Re: [BUG] Regression introduced with "block: split bios to max possible length"
From: Ming Lei
Date: Fri Jan 22 2016 - 10:06:28 EST
On Thu, 21 Jan 2016 20:15:37 -0800
Linus Torvalds <torvalds@xxxxxxxxxxxxxxxxxxxx> wrote:
> On Thu, Jan 21, 2016 at 7:21 PM, Keith Busch <keith.busch@xxxxxxxxx> wrote:
> > On Thu, Jan 21, 2016 at 05:12:13PM -0800, Linus Torvalds wrote:
> >>
> >> I assume that in this case it's simply that
> >>
> >> - max_sectors is some odd number in sectors (ie 65535)
> >>
> >> - the block size is larger than a sector (ie 4k)
> >
> > Wouldn't that make max sectors non-sensical? Or am I mistaken to think max
> > sectors is supposed to be a valid transfer in multiples of the physical
> > sector size?
>
> If the controller interface is some 16-bit register, then the maximum
> number of sectors you can specify is 65535.
>
> But if the disk then doesn't like 512-byte accesses, but wants 4kB or
> whatever, then clearly you can't actually *feed* it that maximum
> number. Not because it's a maximal, but because it's not aligned.
>
> But that doesn't mean that it's non-sensical. It just means that you
> have to take both things into account. There may be two totally
> independent things that cause the two (very different) rules on what
> the IO can look like.
>
> Obviously there are probably games we could play, like always limiting
> the maximum sector number to a multiple of the sector size.

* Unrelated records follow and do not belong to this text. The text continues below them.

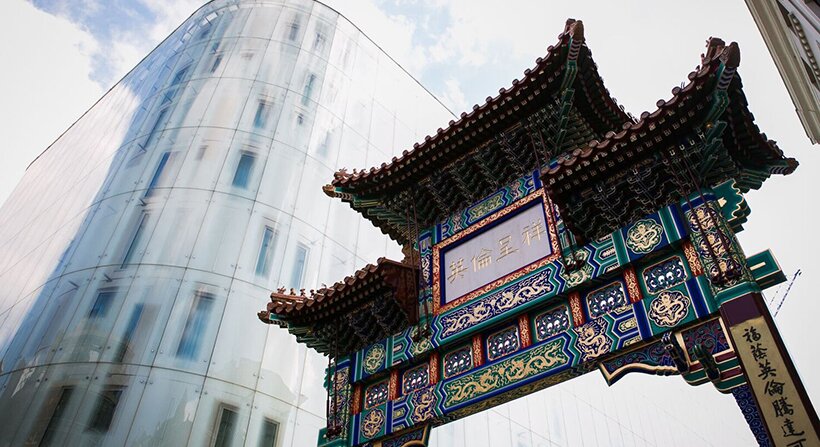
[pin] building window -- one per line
(263, 261)
(244, 168)
(103, 302)
(320, 39)
(457, 362)
(150, 138)
(226, 427)
(195, 326)
(130, 329)
(299, 263)
(376, 394)
(51, 432)
(269, 430)
(502, 343)
(307, 92)
(203, 150)
(135, 240)
(293, 30)
(415, 378)
(180, 75)
(163, 161)
(261, 116)
(551, 322)
(664, 275)
(606, 299)
(103, 414)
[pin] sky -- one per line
(60, 56)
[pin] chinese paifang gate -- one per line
(547, 234)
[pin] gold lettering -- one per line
(482, 260)
(533, 231)
(457, 270)
(505, 249)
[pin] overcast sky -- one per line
(60, 56)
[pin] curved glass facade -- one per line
(138, 248)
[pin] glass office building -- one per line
(139, 246)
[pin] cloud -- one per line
(49, 87)
(394, 33)
(453, 96)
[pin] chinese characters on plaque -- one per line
(494, 253)
(780, 404)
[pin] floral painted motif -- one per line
(457, 362)
(415, 378)
(592, 339)
(605, 299)
(374, 358)
(538, 360)
(552, 322)
(664, 275)
(669, 308)
(502, 343)
(376, 394)
(372, 423)
(644, 236)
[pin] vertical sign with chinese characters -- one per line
(780, 404)
(496, 250)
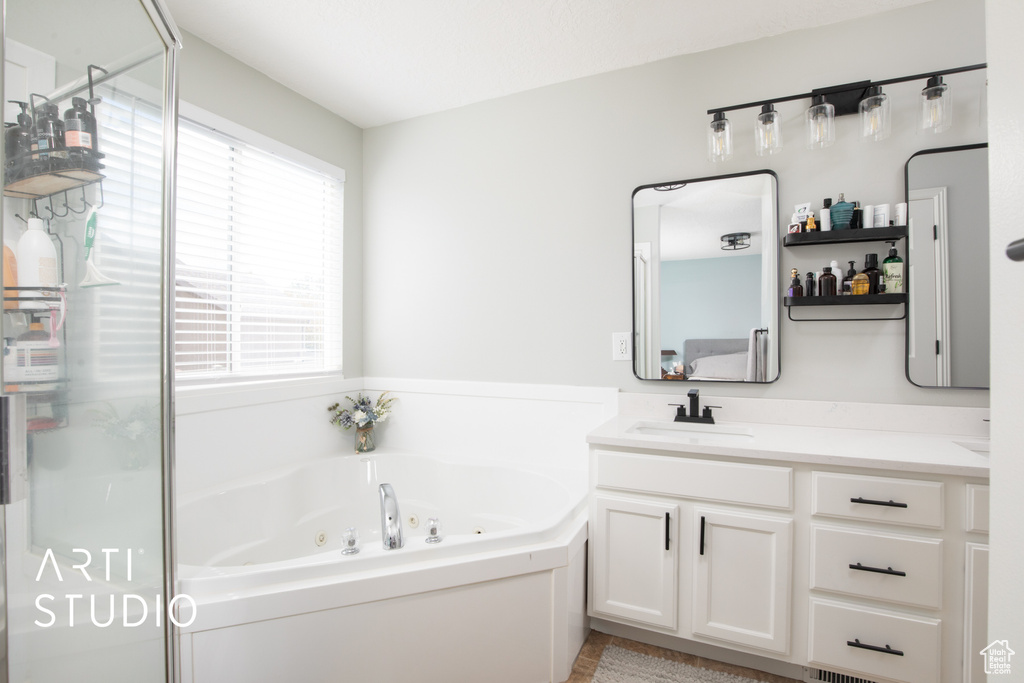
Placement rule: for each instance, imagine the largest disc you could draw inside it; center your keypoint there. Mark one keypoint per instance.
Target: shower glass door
(84, 382)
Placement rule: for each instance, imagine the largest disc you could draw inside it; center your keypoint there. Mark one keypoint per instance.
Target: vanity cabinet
(741, 578)
(846, 571)
(633, 555)
(681, 545)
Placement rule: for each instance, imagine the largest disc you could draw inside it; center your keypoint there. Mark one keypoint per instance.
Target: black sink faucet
(695, 414)
(694, 396)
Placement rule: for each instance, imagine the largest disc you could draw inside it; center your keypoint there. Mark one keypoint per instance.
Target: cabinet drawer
(842, 635)
(895, 568)
(761, 485)
(907, 502)
(977, 508)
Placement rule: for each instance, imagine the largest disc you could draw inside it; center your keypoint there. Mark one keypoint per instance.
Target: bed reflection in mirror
(706, 279)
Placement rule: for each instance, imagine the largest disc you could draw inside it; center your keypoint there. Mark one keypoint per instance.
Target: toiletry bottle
(848, 280)
(826, 283)
(841, 213)
(9, 278)
(857, 218)
(18, 141)
(36, 358)
(796, 289)
(37, 261)
(892, 271)
(867, 216)
(80, 132)
(872, 272)
(861, 284)
(823, 216)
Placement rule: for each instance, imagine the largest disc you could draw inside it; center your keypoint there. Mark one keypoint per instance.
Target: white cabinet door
(741, 577)
(976, 611)
(633, 559)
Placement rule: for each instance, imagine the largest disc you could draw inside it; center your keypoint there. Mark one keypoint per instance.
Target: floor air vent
(816, 675)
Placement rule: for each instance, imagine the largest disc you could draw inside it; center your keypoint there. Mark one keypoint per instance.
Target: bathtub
(504, 589)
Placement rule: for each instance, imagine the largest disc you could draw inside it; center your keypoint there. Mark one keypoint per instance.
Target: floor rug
(622, 666)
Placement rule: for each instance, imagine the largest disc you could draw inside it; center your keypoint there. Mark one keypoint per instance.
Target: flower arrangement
(363, 415)
(363, 412)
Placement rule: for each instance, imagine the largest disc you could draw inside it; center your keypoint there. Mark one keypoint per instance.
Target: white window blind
(258, 261)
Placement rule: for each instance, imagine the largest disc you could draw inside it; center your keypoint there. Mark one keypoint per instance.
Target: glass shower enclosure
(87, 442)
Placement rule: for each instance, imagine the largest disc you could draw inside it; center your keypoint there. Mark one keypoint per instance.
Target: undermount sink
(681, 431)
(979, 446)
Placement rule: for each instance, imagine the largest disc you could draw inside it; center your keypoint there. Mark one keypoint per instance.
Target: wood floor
(586, 664)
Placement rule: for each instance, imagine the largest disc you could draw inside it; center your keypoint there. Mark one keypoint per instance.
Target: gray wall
(695, 305)
(218, 83)
(1006, 167)
(505, 225)
(965, 174)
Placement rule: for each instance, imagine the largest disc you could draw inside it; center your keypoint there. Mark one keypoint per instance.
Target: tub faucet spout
(390, 518)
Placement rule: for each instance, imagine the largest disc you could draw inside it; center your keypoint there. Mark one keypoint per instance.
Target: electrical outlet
(621, 347)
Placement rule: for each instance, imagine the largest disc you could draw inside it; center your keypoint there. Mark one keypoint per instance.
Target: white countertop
(902, 452)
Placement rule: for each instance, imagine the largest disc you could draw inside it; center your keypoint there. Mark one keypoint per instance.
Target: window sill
(193, 398)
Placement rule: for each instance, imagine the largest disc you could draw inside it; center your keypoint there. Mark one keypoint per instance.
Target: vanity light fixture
(735, 241)
(863, 97)
(936, 107)
(876, 120)
(719, 138)
(820, 120)
(768, 131)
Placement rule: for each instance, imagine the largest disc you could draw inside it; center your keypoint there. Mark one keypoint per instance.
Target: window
(258, 261)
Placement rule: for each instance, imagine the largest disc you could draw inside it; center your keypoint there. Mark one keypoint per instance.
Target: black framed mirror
(947, 340)
(706, 301)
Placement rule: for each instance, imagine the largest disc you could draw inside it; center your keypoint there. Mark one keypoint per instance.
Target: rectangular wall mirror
(706, 279)
(947, 261)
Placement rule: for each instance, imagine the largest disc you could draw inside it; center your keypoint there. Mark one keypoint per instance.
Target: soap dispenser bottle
(892, 271)
(826, 283)
(80, 131)
(18, 144)
(872, 272)
(796, 289)
(848, 280)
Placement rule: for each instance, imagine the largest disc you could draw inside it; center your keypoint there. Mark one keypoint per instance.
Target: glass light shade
(719, 138)
(768, 132)
(820, 119)
(876, 121)
(936, 107)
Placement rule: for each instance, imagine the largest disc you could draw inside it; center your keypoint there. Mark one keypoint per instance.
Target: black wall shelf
(846, 300)
(845, 237)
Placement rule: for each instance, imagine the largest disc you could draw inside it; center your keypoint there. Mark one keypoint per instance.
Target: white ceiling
(376, 61)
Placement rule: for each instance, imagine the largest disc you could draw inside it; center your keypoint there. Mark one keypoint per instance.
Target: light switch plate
(621, 347)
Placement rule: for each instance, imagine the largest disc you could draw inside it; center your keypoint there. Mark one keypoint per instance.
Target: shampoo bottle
(872, 272)
(848, 281)
(826, 283)
(796, 289)
(37, 261)
(892, 271)
(9, 276)
(824, 217)
(18, 141)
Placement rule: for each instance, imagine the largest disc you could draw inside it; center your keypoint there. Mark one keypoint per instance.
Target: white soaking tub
(503, 591)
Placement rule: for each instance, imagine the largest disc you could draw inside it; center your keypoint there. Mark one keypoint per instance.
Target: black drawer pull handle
(875, 648)
(889, 570)
(888, 504)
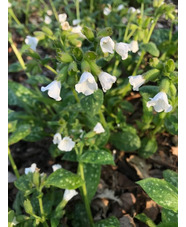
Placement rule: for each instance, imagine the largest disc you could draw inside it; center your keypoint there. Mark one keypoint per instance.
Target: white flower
(76, 21)
(122, 49)
(53, 90)
(134, 46)
(65, 26)
(31, 169)
(120, 7)
(69, 194)
(106, 80)
(47, 19)
(56, 166)
(32, 41)
(107, 45)
(136, 81)
(57, 138)
(9, 4)
(106, 11)
(133, 10)
(160, 102)
(98, 128)
(66, 144)
(49, 12)
(62, 17)
(77, 30)
(87, 84)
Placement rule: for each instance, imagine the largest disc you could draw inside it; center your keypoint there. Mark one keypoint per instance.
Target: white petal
(87, 84)
(134, 46)
(32, 41)
(106, 11)
(106, 80)
(56, 166)
(62, 17)
(47, 19)
(136, 81)
(54, 89)
(57, 138)
(98, 128)
(160, 102)
(107, 45)
(66, 144)
(122, 49)
(69, 194)
(30, 169)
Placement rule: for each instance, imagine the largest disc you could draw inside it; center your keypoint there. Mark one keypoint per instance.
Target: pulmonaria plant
(98, 128)
(32, 42)
(136, 81)
(106, 80)
(53, 89)
(87, 84)
(160, 103)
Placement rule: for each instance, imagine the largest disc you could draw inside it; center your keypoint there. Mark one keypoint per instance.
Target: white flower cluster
(65, 144)
(108, 46)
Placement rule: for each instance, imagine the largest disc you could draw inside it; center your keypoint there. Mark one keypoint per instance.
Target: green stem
(27, 11)
(18, 55)
(139, 62)
(54, 10)
(77, 9)
(84, 194)
(115, 66)
(14, 167)
(14, 16)
(75, 95)
(146, 41)
(42, 212)
(102, 119)
(91, 6)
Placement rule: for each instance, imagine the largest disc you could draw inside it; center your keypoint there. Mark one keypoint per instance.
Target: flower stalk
(14, 167)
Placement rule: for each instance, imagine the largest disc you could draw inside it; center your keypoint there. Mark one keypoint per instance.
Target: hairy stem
(14, 167)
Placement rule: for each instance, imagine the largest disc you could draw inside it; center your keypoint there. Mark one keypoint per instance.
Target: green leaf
(92, 104)
(163, 193)
(168, 224)
(128, 140)
(12, 126)
(109, 222)
(169, 216)
(90, 55)
(20, 95)
(78, 53)
(47, 31)
(70, 156)
(148, 147)
(15, 67)
(24, 183)
(151, 48)
(105, 32)
(64, 179)
(38, 80)
(28, 207)
(171, 124)
(92, 174)
(145, 219)
(88, 33)
(21, 132)
(171, 177)
(97, 157)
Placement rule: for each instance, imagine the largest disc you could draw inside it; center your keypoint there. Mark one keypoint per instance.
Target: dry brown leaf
(151, 210)
(127, 221)
(140, 165)
(108, 194)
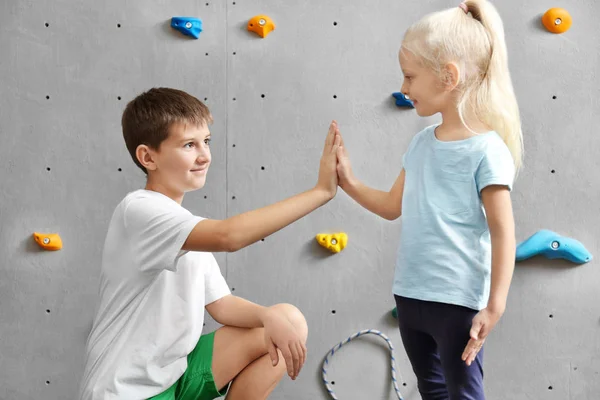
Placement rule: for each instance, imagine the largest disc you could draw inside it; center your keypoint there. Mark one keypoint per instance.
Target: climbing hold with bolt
(48, 241)
(189, 26)
(557, 20)
(262, 25)
(335, 242)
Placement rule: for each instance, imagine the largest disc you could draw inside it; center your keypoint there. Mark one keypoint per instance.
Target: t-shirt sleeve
(157, 230)
(496, 167)
(215, 285)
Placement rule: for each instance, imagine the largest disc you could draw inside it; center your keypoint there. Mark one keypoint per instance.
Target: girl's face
(422, 86)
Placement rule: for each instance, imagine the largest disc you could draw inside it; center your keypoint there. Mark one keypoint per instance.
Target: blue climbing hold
(187, 25)
(551, 245)
(402, 100)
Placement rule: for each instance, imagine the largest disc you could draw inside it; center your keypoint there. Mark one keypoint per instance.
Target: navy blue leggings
(434, 337)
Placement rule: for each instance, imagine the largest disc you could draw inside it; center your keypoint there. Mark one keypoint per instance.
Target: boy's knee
(295, 316)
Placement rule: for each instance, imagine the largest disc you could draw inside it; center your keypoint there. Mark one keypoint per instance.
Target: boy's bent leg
(241, 355)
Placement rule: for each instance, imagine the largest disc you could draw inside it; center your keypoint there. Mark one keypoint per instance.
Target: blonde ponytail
(476, 42)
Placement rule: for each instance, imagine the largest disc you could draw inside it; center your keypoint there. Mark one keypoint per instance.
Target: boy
(158, 273)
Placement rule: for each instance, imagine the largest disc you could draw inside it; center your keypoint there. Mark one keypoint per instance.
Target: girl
(457, 249)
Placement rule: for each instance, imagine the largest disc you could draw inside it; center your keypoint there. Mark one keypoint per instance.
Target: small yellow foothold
(48, 241)
(335, 242)
(262, 25)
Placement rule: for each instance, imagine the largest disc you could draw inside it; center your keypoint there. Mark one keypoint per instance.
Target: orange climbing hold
(557, 20)
(48, 241)
(333, 242)
(262, 25)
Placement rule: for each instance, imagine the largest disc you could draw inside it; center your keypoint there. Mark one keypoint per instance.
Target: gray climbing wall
(67, 70)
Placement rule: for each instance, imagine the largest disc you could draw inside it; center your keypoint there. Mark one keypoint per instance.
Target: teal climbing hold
(402, 100)
(189, 26)
(552, 245)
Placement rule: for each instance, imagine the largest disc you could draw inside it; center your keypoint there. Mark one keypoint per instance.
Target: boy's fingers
(329, 138)
(304, 352)
(296, 357)
(273, 353)
(336, 144)
(289, 362)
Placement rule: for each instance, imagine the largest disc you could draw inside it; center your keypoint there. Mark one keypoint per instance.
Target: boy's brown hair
(148, 118)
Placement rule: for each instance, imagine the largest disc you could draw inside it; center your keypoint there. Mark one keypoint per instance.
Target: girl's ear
(451, 76)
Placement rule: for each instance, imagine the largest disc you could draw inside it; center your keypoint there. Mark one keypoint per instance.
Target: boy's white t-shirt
(152, 299)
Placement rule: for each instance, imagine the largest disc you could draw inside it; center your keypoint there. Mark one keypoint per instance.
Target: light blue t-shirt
(445, 248)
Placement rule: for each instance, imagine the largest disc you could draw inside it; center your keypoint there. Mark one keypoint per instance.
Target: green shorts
(197, 382)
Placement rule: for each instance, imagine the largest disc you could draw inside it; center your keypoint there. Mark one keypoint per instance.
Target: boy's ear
(451, 76)
(145, 156)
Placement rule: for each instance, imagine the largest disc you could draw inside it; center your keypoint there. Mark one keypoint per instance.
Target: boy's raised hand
(328, 180)
(344, 169)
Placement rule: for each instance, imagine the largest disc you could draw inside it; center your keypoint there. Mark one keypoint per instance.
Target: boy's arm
(239, 231)
(387, 205)
(242, 230)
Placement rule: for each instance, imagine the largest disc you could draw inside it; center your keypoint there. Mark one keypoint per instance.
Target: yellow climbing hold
(48, 241)
(557, 20)
(335, 242)
(262, 25)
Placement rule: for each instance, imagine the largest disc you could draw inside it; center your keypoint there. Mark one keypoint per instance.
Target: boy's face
(422, 86)
(182, 160)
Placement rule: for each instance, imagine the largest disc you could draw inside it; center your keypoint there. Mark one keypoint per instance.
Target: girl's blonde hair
(476, 43)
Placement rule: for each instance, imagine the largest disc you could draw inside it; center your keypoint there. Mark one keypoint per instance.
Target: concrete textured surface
(68, 68)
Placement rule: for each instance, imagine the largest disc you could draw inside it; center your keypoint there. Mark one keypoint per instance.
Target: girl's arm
(498, 208)
(387, 205)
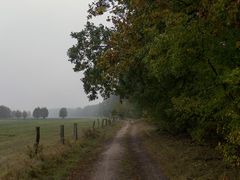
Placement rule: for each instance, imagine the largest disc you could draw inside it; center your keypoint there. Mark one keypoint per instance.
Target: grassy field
(16, 135)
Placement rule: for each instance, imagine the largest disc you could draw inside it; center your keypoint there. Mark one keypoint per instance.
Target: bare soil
(109, 166)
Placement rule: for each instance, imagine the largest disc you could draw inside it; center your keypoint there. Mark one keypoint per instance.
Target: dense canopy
(178, 59)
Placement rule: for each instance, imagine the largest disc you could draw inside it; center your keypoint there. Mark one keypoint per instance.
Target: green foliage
(178, 60)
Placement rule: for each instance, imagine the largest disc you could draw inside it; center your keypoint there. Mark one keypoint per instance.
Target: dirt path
(109, 165)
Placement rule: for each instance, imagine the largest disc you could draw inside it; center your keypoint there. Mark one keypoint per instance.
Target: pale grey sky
(34, 38)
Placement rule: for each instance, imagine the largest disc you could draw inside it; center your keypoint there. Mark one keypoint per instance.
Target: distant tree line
(6, 113)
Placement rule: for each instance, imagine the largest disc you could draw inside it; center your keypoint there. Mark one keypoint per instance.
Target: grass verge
(71, 161)
(182, 159)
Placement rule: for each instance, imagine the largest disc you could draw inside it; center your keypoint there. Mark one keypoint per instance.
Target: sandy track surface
(108, 166)
(147, 168)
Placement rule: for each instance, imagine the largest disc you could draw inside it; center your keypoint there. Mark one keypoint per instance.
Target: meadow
(17, 135)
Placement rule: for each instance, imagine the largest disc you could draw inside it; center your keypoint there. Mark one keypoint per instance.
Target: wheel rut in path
(146, 167)
(108, 166)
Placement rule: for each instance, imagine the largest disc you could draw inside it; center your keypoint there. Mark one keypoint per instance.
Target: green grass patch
(61, 161)
(17, 135)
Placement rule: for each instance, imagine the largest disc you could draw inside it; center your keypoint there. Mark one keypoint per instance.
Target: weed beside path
(182, 159)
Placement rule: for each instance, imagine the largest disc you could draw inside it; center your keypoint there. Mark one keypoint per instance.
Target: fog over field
(34, 39)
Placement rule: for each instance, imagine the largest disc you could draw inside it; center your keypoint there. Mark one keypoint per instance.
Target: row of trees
(43, 113)
(5, 112)
(178, 60)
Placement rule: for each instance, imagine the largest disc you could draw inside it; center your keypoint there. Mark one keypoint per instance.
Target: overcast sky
(34, 39)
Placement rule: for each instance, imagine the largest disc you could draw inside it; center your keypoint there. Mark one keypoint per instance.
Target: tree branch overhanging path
(109, 165)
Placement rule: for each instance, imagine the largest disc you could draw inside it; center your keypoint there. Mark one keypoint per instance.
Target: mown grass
(17, 135)
(181, 159)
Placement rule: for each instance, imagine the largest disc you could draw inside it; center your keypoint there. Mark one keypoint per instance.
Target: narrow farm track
(108, 167)
(147, 169)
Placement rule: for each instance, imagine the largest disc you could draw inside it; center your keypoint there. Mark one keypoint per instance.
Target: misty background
(34, 39)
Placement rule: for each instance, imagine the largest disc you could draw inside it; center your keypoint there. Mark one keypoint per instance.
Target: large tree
(18, 114)
(179, 60)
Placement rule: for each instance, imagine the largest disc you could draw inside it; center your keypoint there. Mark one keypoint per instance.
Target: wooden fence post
(75, 132)
(62, 140)
(106, 123)
(98, 123)
(37, 141)
(94, 124)
(102, 123)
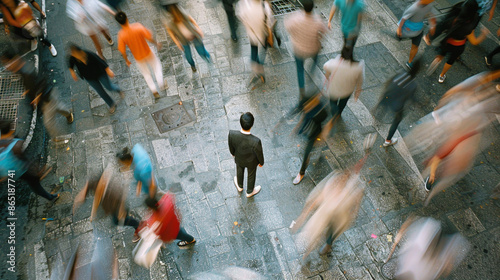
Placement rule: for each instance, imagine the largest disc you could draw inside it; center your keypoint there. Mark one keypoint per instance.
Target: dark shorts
(454, 51)
(417, 39)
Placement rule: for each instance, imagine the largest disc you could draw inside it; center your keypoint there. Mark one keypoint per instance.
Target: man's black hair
(5, 126)
(124, 155)
(121, 18)
(246, 121)
(308, 5)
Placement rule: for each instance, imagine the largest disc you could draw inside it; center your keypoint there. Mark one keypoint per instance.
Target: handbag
(147, 249)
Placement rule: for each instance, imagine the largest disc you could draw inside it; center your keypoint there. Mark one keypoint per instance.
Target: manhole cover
(171, 118)
(281, 7)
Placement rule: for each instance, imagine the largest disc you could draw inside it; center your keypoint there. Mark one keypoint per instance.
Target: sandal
(185, 243)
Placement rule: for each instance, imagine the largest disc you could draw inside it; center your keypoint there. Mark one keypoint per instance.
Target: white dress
(88, 15)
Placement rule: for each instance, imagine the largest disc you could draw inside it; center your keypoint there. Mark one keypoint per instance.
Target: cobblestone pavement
(193, 160)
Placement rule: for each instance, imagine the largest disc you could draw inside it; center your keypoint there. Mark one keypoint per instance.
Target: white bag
(147, 249)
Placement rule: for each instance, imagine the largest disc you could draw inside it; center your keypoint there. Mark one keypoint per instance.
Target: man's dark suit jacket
(246, 149)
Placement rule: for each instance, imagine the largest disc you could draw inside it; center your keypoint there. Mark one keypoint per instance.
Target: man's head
(121, 18)
(6, 128)
(246, 121)
(308, 5)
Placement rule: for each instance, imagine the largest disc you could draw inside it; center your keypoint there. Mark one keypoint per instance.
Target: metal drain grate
(11, 87)
(8, 110)
(171, 118)
(281, 7)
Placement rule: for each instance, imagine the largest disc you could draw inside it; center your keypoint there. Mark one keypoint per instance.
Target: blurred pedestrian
(411, 25)
(88, 16)
(395, 98)
(306, 30)
(15, 165)
(138, 159)
(454, 45)
(231, 17)
(344, 77)
(111, 196)
(247, 152)
(168, 219)
(95, 71)
(258, 19)
(135, 37)
(184, 30)
(350, 22)
(40, 91)
(19, 16)
(314, 113)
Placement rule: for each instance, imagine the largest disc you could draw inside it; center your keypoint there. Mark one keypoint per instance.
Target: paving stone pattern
(193, 161)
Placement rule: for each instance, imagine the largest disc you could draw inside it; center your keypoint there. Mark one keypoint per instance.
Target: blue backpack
(9, 161)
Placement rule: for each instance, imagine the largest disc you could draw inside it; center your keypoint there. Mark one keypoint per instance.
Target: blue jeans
(104, 80)
(300, 69)
(200, 48)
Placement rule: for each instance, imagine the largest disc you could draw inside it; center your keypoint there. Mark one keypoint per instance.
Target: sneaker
(427, 184)
(112, 109)
(52, 50)
(70, 118)
(391, 142)
(236, 184)
(488, 61)
(34, 44)
(298, 179)
(256, 190)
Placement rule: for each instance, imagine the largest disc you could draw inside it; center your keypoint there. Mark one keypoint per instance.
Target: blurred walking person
(19, 16)
(12, 158)
(411, 25)
(350, 19)
(40, 91)
(138, 159)
(247, 152)
(258, 19)
(231, 18)
(395, 99)
(184, 30)
(344, 77)
(88, 16)
(306, 30)
(135, 37)
(95, 71)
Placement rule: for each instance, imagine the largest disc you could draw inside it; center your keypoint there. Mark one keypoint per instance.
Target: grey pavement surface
(193, 161)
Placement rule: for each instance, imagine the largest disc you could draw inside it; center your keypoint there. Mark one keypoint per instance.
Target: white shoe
(236, 184)
(52, 50)
(256, 190)
(394, 140)
(34, 44)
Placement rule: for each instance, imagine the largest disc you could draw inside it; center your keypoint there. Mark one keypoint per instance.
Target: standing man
(350, 22)
(247, 152)
(231, 17)
(306, 31)
(411, 25)
(135, 36)
(41, 93)
(257, 17)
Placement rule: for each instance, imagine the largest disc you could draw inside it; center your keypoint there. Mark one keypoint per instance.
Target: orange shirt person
(135, 36)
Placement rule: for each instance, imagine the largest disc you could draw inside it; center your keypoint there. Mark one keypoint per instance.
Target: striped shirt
(305, 33)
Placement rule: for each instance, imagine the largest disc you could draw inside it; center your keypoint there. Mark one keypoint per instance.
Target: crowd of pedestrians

That would
> presumably work for Stefan's case, by simply "artificially" making
> max_sectors be 65528 instead.
Yes, it is one problem, something like below does fix my test
with 4K block size.
--
diff --git a/block/blk-merge.c b/block/blk-merge.c
index 1699df5..49e0394 100644
--- a/block/blk-merge.c
+++ b/block/blk-merge.c
@@ -81,6 +81,7 @@ static struct bio *blk_bio_segment_split(struct request_queue *q,
unsigned front_seg_size = bio->bi_seg_front_size;
bool do_split = true;
struct bio *new = NULL;
+ unsigned max_sectors;
bio_for_each_segment(bv, bio, iter) {
/*
@@ -90,20 +91,23 @@ static struct bio *blk_bio_segment_split(struct request_queue *q,
if (bvprvp && bvec_gap_to_prev(q, bvprvp, bv.bv_offset))
goto split;
- if (sectors + (bv.bv_len >> 9) >
- blk_max_size_offset(q, bio->bi_iter.bi_sector)) {
+ /* I/O shoule be aligned to logical block size */
+ max_sectors = blk_max_size_offset(q, bio->bi_iter.bi_sector);
+ max_sectors = ((max_sectors << 9) &
+ ~(queue_logical_block_size(q) - 1)) >> 9;
+ if (sectors + (bv.bv_len >> 9) > max_sectors) {
/*
* Consider this a new segment if we're splitting in
* the middle of this vector.
*/
if (nsegs < queue_max_segments(q) &&
- sectors < blk_max_size_offset(q,
- bio->bi_iter.bi_sector)) {
+ sectors < max_sectors) {
nsegs++;
- sectors = blk_max_size_offset(q,
- bio->bi_iter.bi_sector);
+ sectors = max_sectors;
}
- goto split;
+ if (sectors)
+ goto split;
+ /* It is OK to put single bvec into one segment */
}
if (bvprvp && blk_queue_cluster(q)) {
>
> But I do think it's better to consider them independent issues, and
> just make sure that we always honor those things independently.
>
> That "honor things independently" used to happen automatically before,
> simply because we'd never split in the middle of a bio segment. And
> since each bio segment was created with the limitations of the device
> in mind, that all worked.
>
> Now that it splits in the middle of a vector entry, that splitting
> just needs to honor _all_ the rules. Not just the max sector one.
>
> >> What I think it _should_ do is:
> >>
> >> (a) check against max sectors like it used to do:
> >>
> >> if (sectors + (bv.bv_len >> 9) > queue_max_sectors(q))
> >> goto split;
> >
> > This can create less optimal splits for h/w that advertise chunk size. I
> > know it's a quirky feature (wasn't my idea), but the h/w is very slow
> > to not split at the necessary alignments, and we used to handle this
> > split correctly.
>
> I suspect few high-performance controllers will really have big issues
> with the max_sectors thing. If you have big enough IO that you could
> hit the maximum sector number, you're already pretty well off, you
> might as well split at that point.
>
> So I think it's ok to split at the max sector case early.
>
> For the case of nvme, for example, I think the max sector number is so
> high that you'll never hit that anyway, and you'll only ever hit the
> chunk limit. No?
>
> So in practice it won't matter, I suspect.